Defendant objects to this demand on the grounds that it is overbroad, unclear, vague and ambiguous, unduly burdensome and oppressive, not reasonably calculated to lead to the discovery of admissible evidence, requests information outside the defendant’s knowledge and control, and seeks information that is already in the custody and control of the plaintiff or is accessible to the plaintiff.

Subject to and without waiving the foregoing objections, defendant will produce the following documents . . . .

The foregoing response would not tell the party propounding the document request the bases for these objections nor whether the responding party was limiting its production based on its objections.

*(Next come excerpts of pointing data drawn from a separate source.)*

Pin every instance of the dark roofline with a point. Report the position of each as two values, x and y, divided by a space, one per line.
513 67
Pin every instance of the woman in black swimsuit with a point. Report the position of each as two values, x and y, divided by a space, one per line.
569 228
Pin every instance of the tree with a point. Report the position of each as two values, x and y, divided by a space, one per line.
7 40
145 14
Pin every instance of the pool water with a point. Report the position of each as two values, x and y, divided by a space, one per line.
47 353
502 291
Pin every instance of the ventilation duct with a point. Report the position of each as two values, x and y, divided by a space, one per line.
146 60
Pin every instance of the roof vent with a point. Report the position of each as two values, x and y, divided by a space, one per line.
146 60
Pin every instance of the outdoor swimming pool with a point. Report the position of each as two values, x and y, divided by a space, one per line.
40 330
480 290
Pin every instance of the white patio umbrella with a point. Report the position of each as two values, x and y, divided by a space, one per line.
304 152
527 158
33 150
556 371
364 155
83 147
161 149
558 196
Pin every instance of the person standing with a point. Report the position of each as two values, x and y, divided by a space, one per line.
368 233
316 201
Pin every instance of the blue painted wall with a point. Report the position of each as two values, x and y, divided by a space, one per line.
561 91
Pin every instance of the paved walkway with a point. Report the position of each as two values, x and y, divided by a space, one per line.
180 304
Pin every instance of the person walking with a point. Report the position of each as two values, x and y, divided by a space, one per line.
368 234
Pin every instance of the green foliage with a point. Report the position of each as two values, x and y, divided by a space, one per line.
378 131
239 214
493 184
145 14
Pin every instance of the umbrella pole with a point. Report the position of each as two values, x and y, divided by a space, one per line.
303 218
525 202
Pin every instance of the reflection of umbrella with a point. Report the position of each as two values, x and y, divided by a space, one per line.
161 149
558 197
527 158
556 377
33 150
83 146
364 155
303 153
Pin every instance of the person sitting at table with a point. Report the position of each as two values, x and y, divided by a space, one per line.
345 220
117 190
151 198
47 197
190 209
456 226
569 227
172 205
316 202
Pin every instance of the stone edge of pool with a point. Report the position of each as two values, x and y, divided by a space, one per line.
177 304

Amended Rule 34(b)(2)(C) was meant to cure this confusing, or even misleading, method of responding.

Presumably, most attorneys have endeavored to strictly comply with Rule 34(b)(2)(B) and (C). Nevertheless, courts have routinely had to remind attorneys and their clients of their obligations under the amendment. For example, in KeyCorp v. Holland, No. 3:16-cv-1948-D, 2016 U.S. Dist. LEXIS 147926 (N.D. Tex. Oct. 26, 2016), the defendant repeatedly objected to requests for production as “vague, ambiguous, overbroad, misleading, inaccurate, based upon facts not in evidence, based upon incorrect assumption, irrelevant and not reasonably calculated to lead to the discovery of admissible evidence.” The court found not only that these “boilerplate objections” violated the 2015 amendment, but went further to hold that the defendant’s unsupported objections resulted in waiver of the objections.

Similarly, in Williams v. Gyrus ACMI, LP, No. 5:14-cv-00805 BLF (HRL), 2016 U.S. Dist. LEXIS 166124 (N.D. Cal. Dec. 1, 2016), the court found that while the defendant could not be compelled “to produce what does not exist,” the defendant’s response ran afoul of the 2015 amendment because it did not specifically state whether certain documents were being withheld. Accordingly, the court ordered the defendant to submit supplemental responses.

Further, in Asphalt Paving Sys. v. Gen. Combustion Corp., No. 6:15-cv-49-Orl-41TBS, 2016 U.S. Dist. LEXIS 74014, at *5 (M.D. Fla. June 7, 2016), the court overruled a defendant’s objections because the defendant had failed to explain specifically how the discovery requests were “irrelevant, overbroad, vague, unduly burdensome, or otherwise objectionable.” The court also found that the defendant had not stated whether it was withholding documents on the basis of its objections in violation of Rule 34(b)(2)(C). Pursuant to Rule 37(a)(5)(A) and (d)(3), the court awarded the plaintiff reasonable legal expenses, including attorneys’ fees, to prosecute the motion to compel.

One example of how attorneys may respond with Rules 34(b)(2)(B) and (C) in mind is set forth below:

Response: Plaintiff will produce the call details of her cellular phone number for the time period of year preceding the call she received from Defendant on April 1, 2016 up to and including the present.

To the extent Defendant seeks additional documents, Plaintiff objects to this request on the basis that the request seeks discovery exceeding the scope of Rule 26(b)(1) because: (a) the definition of “you” is overbroad in that it includes Plaintiff’s attorneys and, thereby, seeks documents which are protecting by attorney-client privilege; (b) calls details of Plaintiff’s landline are not relevant to whether Defendant made calls to her cellular telephone in violation of 47 U.S.C. § 227(b)(1)(A)(iii); and (c) obtaining call records for each phone number, including non-cellular numbers, for the past 10 years is not proportional to the needs of the case based the issues at stake in this litigation, Plaintiff’s resources, the importance of the non-cellular records for the past 10 years, unlikely benefit of the documents when measured against the burden to Plaintiff to produce them.

Plaintiff has therefore limited its production to the above-stated documents.

Practitioners should heed the clear mandate of the 2015 amended Rules and be aware of the possibility for paying the propounding party’s attorneys’ fees on a motion to compel if they fail to meet their obligations.